Line Manager, Regulatory Affairs

This is a fully remote position, open to applicants in Spain.

📋 Description

• Oversee regulatory timelines and deadlines for all assigned projects intended for RA and EC submissions.

• Offer regulatory support and insights to project teams; delivers project-specific local submission strategies and technical knowledge.

• Advise clients on submission strategies.

• Prepare and review core packages and country-specific submissions for RA (initial applications, amendment packages, and notifications) in designated countries to ensure compliance.

• Manage and track IRB/IEC submissions (including renewals); serves as the main contact for the central IRB/IEC.

• Conduct peer reviews of documents and packages prepared by colleagues within the regulatory team.

• Examine regulatory documents and submissions created externally by subcontractors (e.g., partner CROs, regulatory vendors) to maintain high quality standards prior to submission to RA and IEC.

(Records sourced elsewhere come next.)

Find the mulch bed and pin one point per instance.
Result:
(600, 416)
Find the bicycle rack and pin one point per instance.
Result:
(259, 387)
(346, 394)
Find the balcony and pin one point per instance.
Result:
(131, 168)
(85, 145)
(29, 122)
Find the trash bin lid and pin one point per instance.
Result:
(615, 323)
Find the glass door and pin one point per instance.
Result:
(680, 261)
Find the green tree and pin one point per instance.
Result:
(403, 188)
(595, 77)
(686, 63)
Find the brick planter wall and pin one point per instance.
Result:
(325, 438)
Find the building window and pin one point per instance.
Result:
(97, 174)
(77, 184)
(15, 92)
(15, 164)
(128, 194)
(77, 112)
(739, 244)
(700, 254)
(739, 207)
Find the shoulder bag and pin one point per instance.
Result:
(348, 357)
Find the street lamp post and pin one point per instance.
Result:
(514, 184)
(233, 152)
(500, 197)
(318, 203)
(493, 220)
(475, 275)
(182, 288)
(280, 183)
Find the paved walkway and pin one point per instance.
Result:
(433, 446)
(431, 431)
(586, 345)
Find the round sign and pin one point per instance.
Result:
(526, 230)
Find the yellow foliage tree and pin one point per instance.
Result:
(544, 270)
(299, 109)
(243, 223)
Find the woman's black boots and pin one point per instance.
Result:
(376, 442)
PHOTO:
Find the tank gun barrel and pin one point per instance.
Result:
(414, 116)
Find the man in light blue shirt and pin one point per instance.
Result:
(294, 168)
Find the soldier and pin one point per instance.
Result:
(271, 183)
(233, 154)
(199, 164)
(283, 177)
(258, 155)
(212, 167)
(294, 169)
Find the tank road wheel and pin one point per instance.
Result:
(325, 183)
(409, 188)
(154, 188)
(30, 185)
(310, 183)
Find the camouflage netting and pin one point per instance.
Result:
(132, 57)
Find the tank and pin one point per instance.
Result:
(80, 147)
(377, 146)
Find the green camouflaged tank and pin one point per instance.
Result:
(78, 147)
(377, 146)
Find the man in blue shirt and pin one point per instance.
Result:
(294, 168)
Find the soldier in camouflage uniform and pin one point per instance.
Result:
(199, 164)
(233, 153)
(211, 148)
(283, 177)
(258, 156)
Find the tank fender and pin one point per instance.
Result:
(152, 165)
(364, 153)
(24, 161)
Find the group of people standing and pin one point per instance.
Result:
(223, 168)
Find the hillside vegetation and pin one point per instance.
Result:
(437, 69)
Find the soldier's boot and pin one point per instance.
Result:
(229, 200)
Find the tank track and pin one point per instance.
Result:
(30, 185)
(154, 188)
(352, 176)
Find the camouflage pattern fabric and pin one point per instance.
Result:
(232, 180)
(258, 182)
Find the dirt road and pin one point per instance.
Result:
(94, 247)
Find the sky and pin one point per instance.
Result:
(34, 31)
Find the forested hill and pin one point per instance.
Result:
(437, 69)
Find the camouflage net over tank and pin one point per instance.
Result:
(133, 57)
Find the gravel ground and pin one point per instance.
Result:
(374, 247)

• Act as the point of contact for regulatory bodies, IRB/IEC, Sponsors, investigative sites, subcontractors, and local teams regarding all aspects of study regulatory submissions.

• Develop and review the Master Informed Consent Form (ICF), as necessary, along with Country ICFs.

• Assess site-level Informed Consent form documents as required.

• Prepare or review study-specific regulatory documents/forms.

• Oversee translations and requests with vendors.

• Submit and monitor SUSARs to RA, EudraVigilance, IRB/IEC, and Investigators, in accordance with study scope.

• Conduct regulatory reviews of essential documents and authorize regulatory release prior to the shipment of investigational products to clinical sites.

• Review country-specific labeling content for clinical trial drug supplies to ensure compliance with regional regulatory requirements.

• Participate in Kick-off meetings, client audits, and other project-related meetings based on company/client needs.

• Timely submit documents to TMF during the trial and ensure assigned sections are complete by performing completeness reconciliation.

• Communicate activities performed outside of the scope to project team members and provide budgeting details related to such activities.

• Maintain comprehensive knowledge of regulations in the company's areas of interest.

• Engage in function and/or corporate initiatives and special project assignments.

• Support Regulatory Country Intelligence efforts.

• Liaise with regulatory agencies/competent authorities and/or other regulatory or functional experts on designated regulatory activities as required.

• May deliver presentations, training, or assist in developing tools and processes for the Regulatory Team or other cross-functional teams.

• Provide line management to direct reports, including new-hire orientation, professional development, performance evaluations, and employee counseling/mentoring.

• Manage and coordinate resources and workloads of direct reports.

• Support staff by setting goals that enhance knowledge and skill levels and by delegating tasks appropriate to skill levels.

• Foster a positive work environment and inspire the team to achieve organizational objectives.

• Participate in the hiring process for new employees.

• Provide leadership and implement productivity enhancements to ensure optimal resource utilization.

• Engage in process improvement initiatives.

⛳️ Requirements

• Bachelor’s degree (or equivalent) in a scientific field.

• 3-5 years of experience in clinical regulatory affairs within the pharmaceutical, biotechnology, and/or CRO sectors.

• Proficient in preparing and submitting IRB/IEC packages and/or Clinical Trial Applications.

• Familiarity with applicable regional/national regulatory guidelines and IRB/IEC regulations.

• Knowledge of CTIS at local and regional levels.

• Experience in functional staff management is advantageous.

• Excellent proficiency in Microsoft Office Suite.

• Fluency in English with strong oral and written communication skills.

• Proficiency in additional languages is considered a benefit.

• Strong attention to detail and accuracy in work.

• Ability to organize tasks, prioritize different assignments, and work effectively under pressure.

• Adhere to established timelines, expectations, priorities, and objectives.

• Solid understanding of good clinical practices, applicable Health Canada and Food and Drug Administration (FDA) regulations, and Regulation (EU) No 536/2014.

🏝️ Benefits

• Permanent full-time position.

• Flexible work schedule.

• Vacation time.

• Home-based position.

• Continuous learning and development opportunities.